The Open Offer (subject to certain limited exceptions) is only being extended to Qualifying Shareholders, and as such the Capital Raising (subject to certain limited exceptions) is not being extended into the United States or any other Excluded Territory. This announcement is for information purposes only and is not intended to and does not constitute or form part of any offer or invitation to sell, allot or issue, or any offer or invitation to purchase or subscribe for, or any solicitation to purchase or subscribe for, or an offer to acquire, any securities of the Company in the United States, Australia, Canada, Japan, New Zealand, the Republic of South Africa or in any other jurisdiction where the extension or availability of the Capital Raising would result in a requirement to comply with any governmental or other consent or any registration filing or other formality which the Company regards as unduly onerous or otherwise breach any applicable law or regulation.
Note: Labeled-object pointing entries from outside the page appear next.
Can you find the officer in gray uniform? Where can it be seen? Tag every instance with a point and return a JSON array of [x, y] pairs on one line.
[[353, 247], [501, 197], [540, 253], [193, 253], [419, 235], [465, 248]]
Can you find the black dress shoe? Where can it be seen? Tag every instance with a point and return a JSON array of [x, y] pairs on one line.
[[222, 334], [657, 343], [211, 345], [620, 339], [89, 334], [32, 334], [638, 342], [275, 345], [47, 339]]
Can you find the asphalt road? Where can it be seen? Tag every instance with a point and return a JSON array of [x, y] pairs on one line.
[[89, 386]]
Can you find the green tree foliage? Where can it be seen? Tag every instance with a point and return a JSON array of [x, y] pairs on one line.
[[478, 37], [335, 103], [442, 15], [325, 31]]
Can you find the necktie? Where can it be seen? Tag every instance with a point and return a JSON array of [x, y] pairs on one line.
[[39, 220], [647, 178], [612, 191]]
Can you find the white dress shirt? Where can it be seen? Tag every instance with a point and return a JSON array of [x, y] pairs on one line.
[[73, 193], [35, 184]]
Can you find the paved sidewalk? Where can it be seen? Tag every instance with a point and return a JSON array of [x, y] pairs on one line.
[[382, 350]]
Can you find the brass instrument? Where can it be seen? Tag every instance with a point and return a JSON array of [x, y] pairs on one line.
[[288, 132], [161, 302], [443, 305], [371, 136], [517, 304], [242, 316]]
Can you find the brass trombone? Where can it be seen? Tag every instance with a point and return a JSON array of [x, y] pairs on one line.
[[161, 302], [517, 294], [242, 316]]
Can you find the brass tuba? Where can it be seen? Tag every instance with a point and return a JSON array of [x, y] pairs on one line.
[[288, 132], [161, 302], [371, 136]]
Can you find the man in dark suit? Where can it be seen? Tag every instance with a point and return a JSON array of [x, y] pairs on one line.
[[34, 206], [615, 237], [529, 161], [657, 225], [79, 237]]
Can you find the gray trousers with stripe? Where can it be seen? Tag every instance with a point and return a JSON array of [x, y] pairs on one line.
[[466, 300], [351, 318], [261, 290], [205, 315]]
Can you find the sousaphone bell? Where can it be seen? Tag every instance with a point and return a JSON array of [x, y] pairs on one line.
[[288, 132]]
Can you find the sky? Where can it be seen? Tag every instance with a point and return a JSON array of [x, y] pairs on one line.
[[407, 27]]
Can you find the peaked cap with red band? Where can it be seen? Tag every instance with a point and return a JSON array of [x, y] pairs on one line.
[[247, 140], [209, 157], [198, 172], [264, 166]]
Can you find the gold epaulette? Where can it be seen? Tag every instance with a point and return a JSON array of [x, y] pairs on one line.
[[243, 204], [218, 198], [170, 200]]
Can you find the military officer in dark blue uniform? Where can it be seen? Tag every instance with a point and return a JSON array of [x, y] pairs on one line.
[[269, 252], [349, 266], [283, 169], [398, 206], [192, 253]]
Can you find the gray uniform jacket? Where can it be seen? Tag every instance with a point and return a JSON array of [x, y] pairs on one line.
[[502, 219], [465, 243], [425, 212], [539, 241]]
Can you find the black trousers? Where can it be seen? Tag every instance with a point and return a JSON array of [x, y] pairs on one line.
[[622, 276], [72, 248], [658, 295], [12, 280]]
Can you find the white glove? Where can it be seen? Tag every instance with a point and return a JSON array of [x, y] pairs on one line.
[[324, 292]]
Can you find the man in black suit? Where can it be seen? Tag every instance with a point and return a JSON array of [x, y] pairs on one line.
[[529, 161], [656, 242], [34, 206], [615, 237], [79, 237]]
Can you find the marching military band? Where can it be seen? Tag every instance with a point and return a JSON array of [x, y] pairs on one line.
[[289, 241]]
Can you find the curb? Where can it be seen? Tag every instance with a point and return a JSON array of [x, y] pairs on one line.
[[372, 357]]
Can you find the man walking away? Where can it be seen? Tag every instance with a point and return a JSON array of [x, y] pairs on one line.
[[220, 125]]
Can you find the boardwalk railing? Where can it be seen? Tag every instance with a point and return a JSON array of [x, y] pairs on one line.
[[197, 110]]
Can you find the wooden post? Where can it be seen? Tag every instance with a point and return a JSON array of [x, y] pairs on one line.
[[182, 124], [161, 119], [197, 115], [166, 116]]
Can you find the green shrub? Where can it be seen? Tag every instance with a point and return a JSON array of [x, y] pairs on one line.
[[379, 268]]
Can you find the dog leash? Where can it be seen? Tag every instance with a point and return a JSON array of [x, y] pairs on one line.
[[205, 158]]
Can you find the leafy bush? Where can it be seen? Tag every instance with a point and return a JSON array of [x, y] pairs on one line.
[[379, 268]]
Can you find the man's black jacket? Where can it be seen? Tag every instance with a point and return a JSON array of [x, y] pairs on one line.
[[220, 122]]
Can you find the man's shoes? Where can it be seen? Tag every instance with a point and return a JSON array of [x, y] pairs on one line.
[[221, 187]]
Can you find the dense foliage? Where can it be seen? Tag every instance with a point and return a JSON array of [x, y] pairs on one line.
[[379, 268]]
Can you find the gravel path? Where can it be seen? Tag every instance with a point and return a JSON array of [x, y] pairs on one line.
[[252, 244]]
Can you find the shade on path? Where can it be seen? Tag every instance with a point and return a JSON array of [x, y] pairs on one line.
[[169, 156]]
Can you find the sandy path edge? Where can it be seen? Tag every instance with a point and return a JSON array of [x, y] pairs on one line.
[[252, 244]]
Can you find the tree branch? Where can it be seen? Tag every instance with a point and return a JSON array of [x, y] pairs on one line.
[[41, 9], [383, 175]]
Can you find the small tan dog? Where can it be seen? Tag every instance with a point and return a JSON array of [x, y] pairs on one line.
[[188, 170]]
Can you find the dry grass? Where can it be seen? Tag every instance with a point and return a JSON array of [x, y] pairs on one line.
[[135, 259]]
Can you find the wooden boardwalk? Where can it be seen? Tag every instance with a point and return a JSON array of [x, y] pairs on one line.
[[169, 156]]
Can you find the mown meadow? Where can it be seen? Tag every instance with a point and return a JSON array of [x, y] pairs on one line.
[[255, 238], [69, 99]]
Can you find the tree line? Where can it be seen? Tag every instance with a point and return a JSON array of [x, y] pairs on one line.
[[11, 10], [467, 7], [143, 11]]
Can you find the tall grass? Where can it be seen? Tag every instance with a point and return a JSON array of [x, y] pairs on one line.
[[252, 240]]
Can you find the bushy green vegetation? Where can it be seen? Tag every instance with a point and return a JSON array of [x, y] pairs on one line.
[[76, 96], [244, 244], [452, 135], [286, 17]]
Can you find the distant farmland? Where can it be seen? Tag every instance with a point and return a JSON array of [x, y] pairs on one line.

This announcement and any other document relating to the Capital Raising may not be sent into, distributed or otherwise disseminated (including by custodians, nominees or trustees or others that may have a contractual or legal obligation to forward such documents) in the United States by use of the mails or by any means or instrumentality of interstate or foreign commerce (including, without limitation, email, facsimile transmission, the internet or other form of electronic transmission) or any facility of a national securities exchange of the United States.

 

 

 

Information for Distributors

Solely for the purposes of the product governance requirements contained within: (a) EU Directive 2014/65/EU on markets in financial instruments, as amended ("MiFID II"); (b) Articles 9 and 10 of Commission Delegated Directive (EU) 2017/593 supplementing MiFID II; and (c) local implementing measures (together, the "MiFID II Product Governance Requirements"), and disclaiming all and any liability, whether arising in tort, contract or otherwise, which any "manufacturer" (for the purposes of the MiFID II Product Governance Requirements) may otherwise have with respect thereto, the New Ordinary Shares have been subject to a product approval process, which has determined that they are: (i) compatible with an end target market of retail investors and investors who meet the criteria of professional clients and eligible counterparties, each as defined in MiFID II; and (ii) eligible for distribution through all distribution channels as are permitted by MiFID II (the "Target Market Assessment"). Notwithstanding the Target Market Assessment, distributors should note that: the price of the New Ordinary Shares may decline and investors could lose all or part of their investment; the New Ordinary Shares offer no guaranteed income and no capital protection; and an investment in the New Ordinary Shares is compatible only with investors who do not need a guaranteed income or capital protection, who (either alone or in conjunction with an appropriate financial or other adviser) are capable of evaluating the merits and risks of such an investment and who have sufficient resources to be able to bear any losses that may result therefrom. The Target Market Assessment is without prejudice to the requirements of any contractual, legal or regulatory selling restrictions in relation to the Capital Raising.

For the avoidance of doubt, the Target Market Assessment does not constitute: (a) an assessment of suitability or appropriateness for the purposes of MiFID II; or (b) a recommendation to any investor or group of investors to invest in, or purchase, or take any other action whatsoever with respect to the New Ordinary Shares. Each distributor is responsible for undertaking its own target market assessment in respect of the New Ordinary Shares and determining appropriate distribution channels.